The Duke of Cumberland


Margot was saying, just the other day, that the sign on the Duke of Cumberland in Cottingham was looking a bit faded and unreadable. Well that is no longer the case with this fine sign letting the world know what's what. A few other things like a new doorway and a fresh coat of paint, have seen the old place transformed after a brief closure. The place is due to re-open today with new management, (actually old management returning) so good luck to them.


Thursday 23 May 2019

Thursday's Crow


When that I was and a little tiny boy, back in the day, crows, by which I mean carrion crows, did not much venture into towns, least not the towns I lived in. You'd see rooks aplenty, with their bare faces and triangular beaks and noisy rookeries, but a big old black crow was a rare sight and they were shy scaredy beasts. Now it's the other way round; the rooks have become almost entirely rural (OK Cottingham village has one or two but you get my drift) while the town centre and suburbs (there's a pair nesting in next door's tree) are pretty good places to see these fine snappers-up of unconsidered trifles, hobbing and bobbing as if they owned the world which they may well do.  

Ok it's another crow, could have been worse I haven't posted the maritime museum for a while.

Later today I shall be going to vote in the EU Parliamentary elections but as the results won't be known until Sunday, lest the UK result influence the rest of the EU (fat chance!) I'll post about that later if at all ...

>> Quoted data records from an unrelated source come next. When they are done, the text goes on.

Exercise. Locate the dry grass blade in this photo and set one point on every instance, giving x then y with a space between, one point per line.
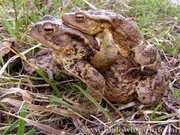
43 127
90 5
32 107
15 57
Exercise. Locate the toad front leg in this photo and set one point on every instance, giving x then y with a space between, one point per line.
90 76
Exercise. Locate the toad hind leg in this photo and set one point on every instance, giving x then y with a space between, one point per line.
90 76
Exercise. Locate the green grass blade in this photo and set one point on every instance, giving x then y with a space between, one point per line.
61 101
155 110
95 103
51 83
8 25
21 123
10 127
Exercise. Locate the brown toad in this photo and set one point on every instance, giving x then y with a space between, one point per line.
124 34
69 48
120 85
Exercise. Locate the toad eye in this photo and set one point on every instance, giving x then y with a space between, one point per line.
80 16
48 28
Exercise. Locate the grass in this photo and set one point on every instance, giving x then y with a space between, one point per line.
55 101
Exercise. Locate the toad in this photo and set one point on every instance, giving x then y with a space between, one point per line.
69 48
124 33
115 84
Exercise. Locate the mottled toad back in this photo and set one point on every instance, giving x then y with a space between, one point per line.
70 49
125 35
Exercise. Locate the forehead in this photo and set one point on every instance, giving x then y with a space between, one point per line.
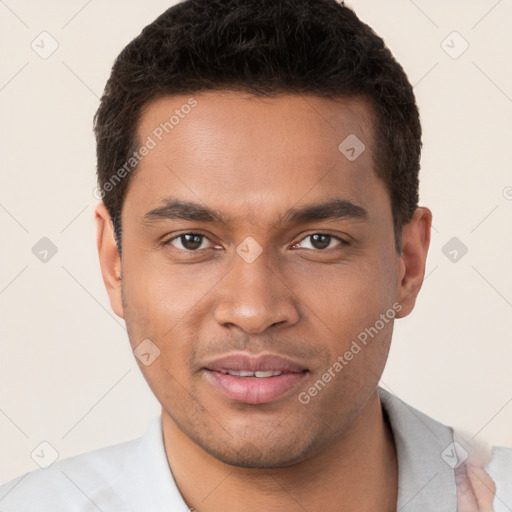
233 151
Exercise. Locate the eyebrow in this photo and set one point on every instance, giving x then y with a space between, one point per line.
333 209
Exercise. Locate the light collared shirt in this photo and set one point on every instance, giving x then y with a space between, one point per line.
134 476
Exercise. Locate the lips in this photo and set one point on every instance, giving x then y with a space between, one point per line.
253 379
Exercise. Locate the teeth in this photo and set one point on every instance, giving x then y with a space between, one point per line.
246 373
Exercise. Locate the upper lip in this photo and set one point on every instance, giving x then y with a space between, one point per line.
254 363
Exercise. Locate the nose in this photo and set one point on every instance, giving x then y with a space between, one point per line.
254 297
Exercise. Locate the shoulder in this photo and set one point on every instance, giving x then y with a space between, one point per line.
499 469
74 482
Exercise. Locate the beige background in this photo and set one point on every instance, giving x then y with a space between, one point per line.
67 375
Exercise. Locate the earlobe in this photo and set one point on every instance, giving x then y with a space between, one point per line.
110 262
412 261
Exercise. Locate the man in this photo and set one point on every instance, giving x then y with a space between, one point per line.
259 233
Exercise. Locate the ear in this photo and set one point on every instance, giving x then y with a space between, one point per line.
110 262
412 260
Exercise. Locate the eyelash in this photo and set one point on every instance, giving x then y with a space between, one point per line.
342 242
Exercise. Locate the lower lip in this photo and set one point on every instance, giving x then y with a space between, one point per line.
254 390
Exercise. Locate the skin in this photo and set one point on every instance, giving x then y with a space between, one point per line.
252 159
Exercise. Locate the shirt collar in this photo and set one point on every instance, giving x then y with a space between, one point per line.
425 481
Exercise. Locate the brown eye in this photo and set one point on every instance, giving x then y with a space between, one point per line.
188 241
321 241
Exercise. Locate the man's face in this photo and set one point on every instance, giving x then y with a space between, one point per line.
198 287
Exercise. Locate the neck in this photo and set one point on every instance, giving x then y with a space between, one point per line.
359 471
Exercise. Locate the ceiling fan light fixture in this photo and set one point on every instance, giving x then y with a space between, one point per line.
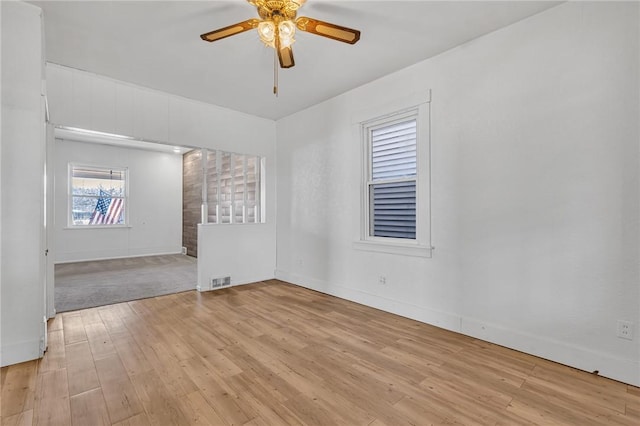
286 32
267 32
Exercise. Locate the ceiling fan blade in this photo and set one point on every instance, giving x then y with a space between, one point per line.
325 29
285 55
234 29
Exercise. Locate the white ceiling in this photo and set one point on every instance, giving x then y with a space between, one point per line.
156 44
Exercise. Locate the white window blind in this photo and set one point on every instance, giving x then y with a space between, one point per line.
392 180
98 195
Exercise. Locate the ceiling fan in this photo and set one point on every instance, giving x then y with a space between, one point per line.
277 26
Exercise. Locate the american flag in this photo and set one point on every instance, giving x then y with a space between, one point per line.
108 210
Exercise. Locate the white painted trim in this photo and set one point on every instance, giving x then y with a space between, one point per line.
14 353
623 370
607 365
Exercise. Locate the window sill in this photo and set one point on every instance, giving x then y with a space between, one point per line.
394 248
98 227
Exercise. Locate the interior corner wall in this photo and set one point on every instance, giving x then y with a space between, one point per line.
22 171
89 101
534 190
154 204
191 200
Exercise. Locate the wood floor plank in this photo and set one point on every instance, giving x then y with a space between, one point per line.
52 399
18 389
81 370
137 420
99 339
54 357
118 391
73 327
89 408
271 353
24 418
161 407
198 411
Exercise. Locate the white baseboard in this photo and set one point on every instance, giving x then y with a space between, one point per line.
14 353
623 370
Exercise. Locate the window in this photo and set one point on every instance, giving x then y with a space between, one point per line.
98 196
395 207
234 193
392 178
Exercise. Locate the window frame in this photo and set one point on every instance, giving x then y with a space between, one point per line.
70 196
245 203
421 245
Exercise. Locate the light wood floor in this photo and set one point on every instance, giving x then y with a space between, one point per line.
272 353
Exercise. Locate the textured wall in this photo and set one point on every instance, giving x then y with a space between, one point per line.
534 190
191 200
22 194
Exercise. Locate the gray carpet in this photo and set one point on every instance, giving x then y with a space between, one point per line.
88 284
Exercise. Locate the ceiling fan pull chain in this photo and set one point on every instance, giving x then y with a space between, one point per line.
275 73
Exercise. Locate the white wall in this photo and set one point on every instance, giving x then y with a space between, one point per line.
155 204
535 191
22 170
89 101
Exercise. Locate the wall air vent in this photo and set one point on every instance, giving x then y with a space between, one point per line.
217 283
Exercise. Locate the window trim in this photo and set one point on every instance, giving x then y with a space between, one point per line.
386 115
70 224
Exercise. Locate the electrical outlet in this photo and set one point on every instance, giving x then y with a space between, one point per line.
625 330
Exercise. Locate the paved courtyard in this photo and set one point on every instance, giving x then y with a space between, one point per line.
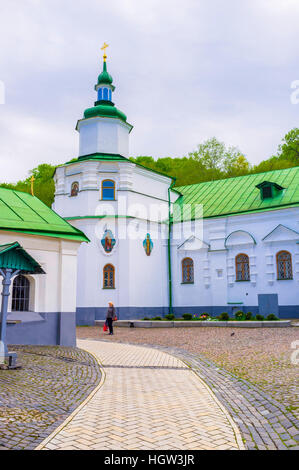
148 399
34 400
250 373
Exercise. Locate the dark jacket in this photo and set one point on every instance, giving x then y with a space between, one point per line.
111 312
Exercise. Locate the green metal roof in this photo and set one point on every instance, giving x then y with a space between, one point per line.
104 77
13 256
239 195
21 212
105 110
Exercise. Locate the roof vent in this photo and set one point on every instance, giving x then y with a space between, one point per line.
269 190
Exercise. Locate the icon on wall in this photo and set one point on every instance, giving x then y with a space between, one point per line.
108 241
148 245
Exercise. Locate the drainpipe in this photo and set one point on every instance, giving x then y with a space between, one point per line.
170 222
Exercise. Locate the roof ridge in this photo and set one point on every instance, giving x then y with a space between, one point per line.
240 176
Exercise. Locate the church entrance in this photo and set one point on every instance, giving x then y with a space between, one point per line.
20 294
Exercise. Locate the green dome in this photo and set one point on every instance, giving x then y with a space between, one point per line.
104 77
105 110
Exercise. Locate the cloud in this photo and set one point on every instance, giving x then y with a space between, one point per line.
183 72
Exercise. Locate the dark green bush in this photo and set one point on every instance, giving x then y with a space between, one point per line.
260 317
169 317
224 316
272 317
187 316
239 315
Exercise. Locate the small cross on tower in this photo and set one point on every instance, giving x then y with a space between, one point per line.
32 179
104 49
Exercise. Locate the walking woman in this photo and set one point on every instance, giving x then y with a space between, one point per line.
111 315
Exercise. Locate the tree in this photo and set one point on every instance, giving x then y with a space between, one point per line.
220 161
44 186
289 148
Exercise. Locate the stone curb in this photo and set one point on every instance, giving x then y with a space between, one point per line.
197 324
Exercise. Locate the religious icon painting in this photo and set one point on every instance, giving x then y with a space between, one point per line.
148 245
75 189
108 241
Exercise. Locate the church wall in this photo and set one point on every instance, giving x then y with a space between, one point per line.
215 294
103 135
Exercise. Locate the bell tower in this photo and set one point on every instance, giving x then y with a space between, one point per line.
104 128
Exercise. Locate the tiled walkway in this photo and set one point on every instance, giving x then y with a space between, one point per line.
147 399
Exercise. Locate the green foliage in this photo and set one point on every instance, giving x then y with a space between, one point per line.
187 316
239 315
260 317
223 316
210 161
43 186
272 317
170 317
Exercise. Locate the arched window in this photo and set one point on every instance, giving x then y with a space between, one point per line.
188 271
75 189
109 276
20 294
284 265
108 190
105 94
242 268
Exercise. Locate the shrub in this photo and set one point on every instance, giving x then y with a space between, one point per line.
239 315
272 317
224 316
170 317
187 316
260 317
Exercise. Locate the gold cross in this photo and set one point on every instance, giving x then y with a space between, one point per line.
104 49
32 185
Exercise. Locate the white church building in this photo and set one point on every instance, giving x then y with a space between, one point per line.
212 247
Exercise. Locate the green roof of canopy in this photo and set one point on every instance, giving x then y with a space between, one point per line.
241 195
21 212
13 256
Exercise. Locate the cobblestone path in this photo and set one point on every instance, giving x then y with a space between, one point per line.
148 399
265 423
35 400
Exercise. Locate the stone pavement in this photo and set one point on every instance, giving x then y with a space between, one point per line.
147 399
36 399
265 423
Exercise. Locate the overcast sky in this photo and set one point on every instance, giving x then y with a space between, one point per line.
183 71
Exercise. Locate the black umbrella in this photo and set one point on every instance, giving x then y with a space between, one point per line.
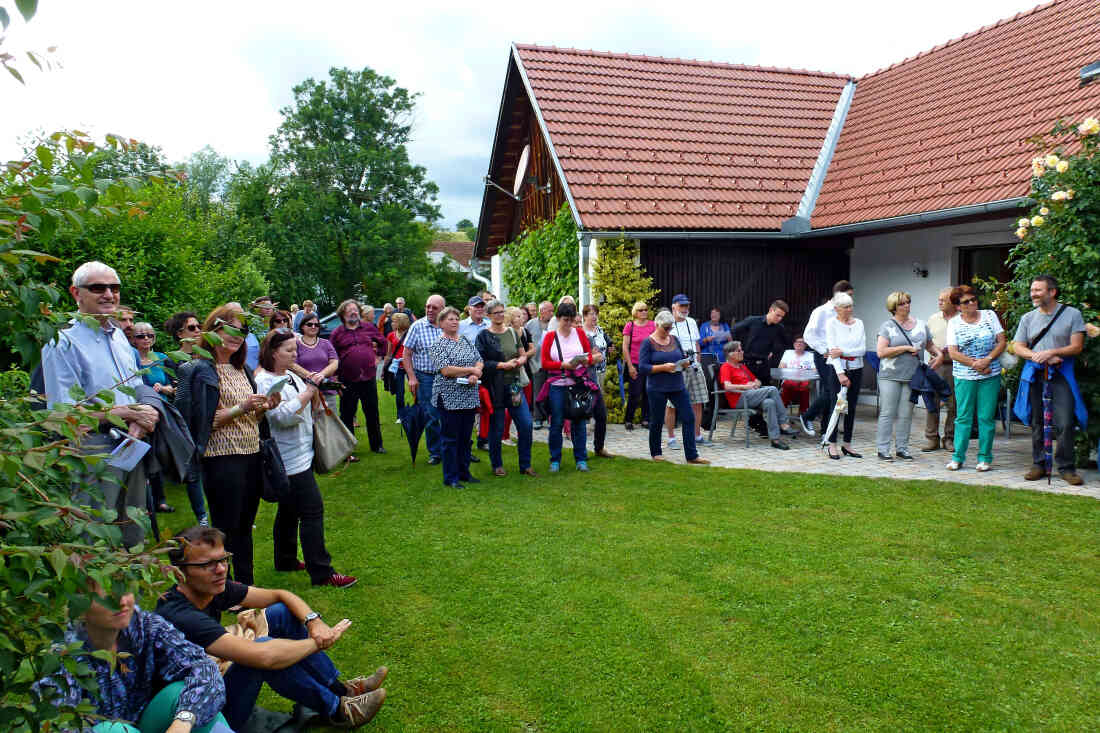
414 419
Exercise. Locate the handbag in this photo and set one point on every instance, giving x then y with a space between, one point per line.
332 441
276 484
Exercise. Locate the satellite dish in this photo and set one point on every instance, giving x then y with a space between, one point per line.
521 171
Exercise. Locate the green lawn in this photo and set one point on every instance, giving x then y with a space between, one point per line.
645 597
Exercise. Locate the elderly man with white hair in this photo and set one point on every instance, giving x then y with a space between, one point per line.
95 359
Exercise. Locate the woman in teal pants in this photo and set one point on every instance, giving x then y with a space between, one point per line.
976 340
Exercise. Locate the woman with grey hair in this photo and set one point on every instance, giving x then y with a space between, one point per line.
356 342
661 360
900 342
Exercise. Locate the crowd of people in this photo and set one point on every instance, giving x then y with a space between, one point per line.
260 378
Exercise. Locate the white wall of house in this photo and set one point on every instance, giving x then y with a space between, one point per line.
884 263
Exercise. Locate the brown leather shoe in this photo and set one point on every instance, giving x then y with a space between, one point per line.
364 685
1034 473
360 709
1071 478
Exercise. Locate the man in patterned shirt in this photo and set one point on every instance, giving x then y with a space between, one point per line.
421 371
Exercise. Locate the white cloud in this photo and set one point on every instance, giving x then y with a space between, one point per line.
183 76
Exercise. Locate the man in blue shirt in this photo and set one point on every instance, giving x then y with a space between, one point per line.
96 359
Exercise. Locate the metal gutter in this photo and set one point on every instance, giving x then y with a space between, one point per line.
801 220
546 135
860 227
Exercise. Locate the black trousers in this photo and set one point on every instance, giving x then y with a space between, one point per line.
855 379
366 393
637 396
303 511
233 485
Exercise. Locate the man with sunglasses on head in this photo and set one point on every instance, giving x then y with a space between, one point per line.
278 639
95 359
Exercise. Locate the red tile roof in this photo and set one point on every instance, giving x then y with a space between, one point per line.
949 128
461 252
666 143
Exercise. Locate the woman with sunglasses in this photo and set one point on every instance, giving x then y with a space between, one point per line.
318 358
187 331
635 334
218 401
292 424
976 340
154 375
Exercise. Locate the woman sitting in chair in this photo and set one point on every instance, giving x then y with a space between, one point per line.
744 389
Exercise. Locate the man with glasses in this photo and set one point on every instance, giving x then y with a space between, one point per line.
95 359
1049 338
279 639
421 371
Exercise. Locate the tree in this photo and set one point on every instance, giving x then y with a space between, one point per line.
541 264
340 203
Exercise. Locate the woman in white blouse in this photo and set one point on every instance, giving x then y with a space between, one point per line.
292 424
847 343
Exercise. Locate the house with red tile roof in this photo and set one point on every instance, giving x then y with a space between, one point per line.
745 184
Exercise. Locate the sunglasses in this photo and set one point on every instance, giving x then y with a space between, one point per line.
209 565
99 288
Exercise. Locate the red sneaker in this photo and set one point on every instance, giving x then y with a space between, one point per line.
338 580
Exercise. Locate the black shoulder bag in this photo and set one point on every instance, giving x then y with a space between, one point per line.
581 401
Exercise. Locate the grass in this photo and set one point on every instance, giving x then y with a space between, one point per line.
644 597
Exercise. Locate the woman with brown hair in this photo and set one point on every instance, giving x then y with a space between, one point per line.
218 401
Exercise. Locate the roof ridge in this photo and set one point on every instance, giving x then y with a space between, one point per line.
691 62
983 29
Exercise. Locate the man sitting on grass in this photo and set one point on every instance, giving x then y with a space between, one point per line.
278 641
744 389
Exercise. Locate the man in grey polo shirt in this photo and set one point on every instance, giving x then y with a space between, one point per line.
1062 342
96 359
421 371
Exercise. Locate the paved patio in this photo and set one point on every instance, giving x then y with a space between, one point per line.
1011 456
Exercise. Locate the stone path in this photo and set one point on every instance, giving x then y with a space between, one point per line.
1011 456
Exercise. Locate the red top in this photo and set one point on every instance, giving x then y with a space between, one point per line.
398 348
548 363
738 374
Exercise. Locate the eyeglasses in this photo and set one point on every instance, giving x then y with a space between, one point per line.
99 288
209 565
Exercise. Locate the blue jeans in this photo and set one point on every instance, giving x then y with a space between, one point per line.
686 415
431 437
455 438
521 416
580 428
306 681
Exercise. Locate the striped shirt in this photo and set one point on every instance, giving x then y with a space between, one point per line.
421 337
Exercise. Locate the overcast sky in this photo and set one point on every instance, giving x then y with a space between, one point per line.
186 75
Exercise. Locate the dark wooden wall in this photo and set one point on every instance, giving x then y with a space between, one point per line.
744 276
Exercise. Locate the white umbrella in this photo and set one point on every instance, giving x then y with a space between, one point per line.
840 408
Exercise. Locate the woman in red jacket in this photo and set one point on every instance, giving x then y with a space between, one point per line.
565 358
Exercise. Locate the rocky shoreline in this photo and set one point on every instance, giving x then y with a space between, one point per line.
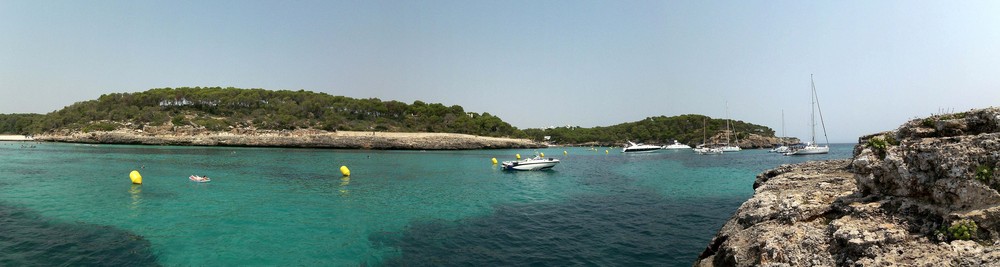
925 194
296 138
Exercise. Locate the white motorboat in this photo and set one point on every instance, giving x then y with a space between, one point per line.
677 145
704 150
200 178
531 164
811 148
731 148
640 147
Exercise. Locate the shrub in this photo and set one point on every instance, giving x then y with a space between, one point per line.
879 144
100 126
984 173
963 229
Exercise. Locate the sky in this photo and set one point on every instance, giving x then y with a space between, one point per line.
876 64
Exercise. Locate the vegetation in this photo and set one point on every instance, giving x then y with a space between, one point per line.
218 108
963 229
984 173
881 143
684 128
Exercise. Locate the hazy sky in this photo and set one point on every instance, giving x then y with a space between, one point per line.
533 63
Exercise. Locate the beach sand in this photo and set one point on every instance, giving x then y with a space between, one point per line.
15 138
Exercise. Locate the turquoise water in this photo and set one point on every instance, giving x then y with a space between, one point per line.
73 204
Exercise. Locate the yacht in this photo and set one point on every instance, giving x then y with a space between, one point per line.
640 147
677 145
811 148
532 164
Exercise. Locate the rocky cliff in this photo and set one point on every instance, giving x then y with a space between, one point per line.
188 136
925 194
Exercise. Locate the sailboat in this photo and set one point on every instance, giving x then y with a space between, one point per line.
728 147
784 147
703 149
811 148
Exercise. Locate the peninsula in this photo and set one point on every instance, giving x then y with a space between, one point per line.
215 116
925 194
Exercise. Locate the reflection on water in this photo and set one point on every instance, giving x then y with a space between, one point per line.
136 193
344 182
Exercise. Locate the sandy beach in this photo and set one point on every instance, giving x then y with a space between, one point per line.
15 138
298 138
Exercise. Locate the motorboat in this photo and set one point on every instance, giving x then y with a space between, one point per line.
811 148
702 149
677 145
200 179
730 148
531 164
705 150
640 147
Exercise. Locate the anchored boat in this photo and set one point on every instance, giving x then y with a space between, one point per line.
533 164
640 147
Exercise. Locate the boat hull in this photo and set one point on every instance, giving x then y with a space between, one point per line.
530 165
809 151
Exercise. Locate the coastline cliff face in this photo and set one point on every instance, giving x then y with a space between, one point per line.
298 138
925 194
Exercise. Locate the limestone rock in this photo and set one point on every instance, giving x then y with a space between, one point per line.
892 204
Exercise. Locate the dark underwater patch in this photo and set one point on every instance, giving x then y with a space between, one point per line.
640 229
28 239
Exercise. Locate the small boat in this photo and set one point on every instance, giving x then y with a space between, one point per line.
640 147
677 145
811 148
705 150
533 164
200 179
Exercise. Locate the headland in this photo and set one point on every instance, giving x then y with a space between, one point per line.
925 194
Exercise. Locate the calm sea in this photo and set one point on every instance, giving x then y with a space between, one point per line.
70 204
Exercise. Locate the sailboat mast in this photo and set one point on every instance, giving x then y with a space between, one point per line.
727 123
818 107
812 114
783 126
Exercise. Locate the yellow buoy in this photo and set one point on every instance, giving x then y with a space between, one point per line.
135 176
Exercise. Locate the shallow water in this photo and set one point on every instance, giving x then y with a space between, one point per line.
73 204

The weekend in black and white is fast approaching.

Wednesday 22 May 2019

Look what they done to my seat, Ma ...


In the hot sunny months of summer (it's been known to be hot and sunny here, on occasions) I used to rest up and park my posterior on the wall in the cool, verdant shade of this old willow tree and spend a few minutes watching the world go by ... now there's not one but two service boxes (suitably daubed by the numpty of the week) right where I want to be and the poor old tree has had a shocking haircut. Was it something I said?

Tuesday 21 May 2019

A Useless Passion


Deep in the depths of Whitefriargate surrounded on all sides by empty shops and the all pervading absurdity that is the city of culture what else but a coffee shop should spring up to lighten the way for the passing caffeine addicts that have taken over and destroyed our fair town with their zomby like behaviour and aggressive antisocial attitudes. They choose to wreck their lives on this substance and expect us to pick up the pieces as they huddle in doorways with eyes sunk into their befuddled heads waiting for the next fix ..... oops wrong drug, wrong rant... erm; where was I? Oh yes, if you're allergic to ontological puns avert your eyes.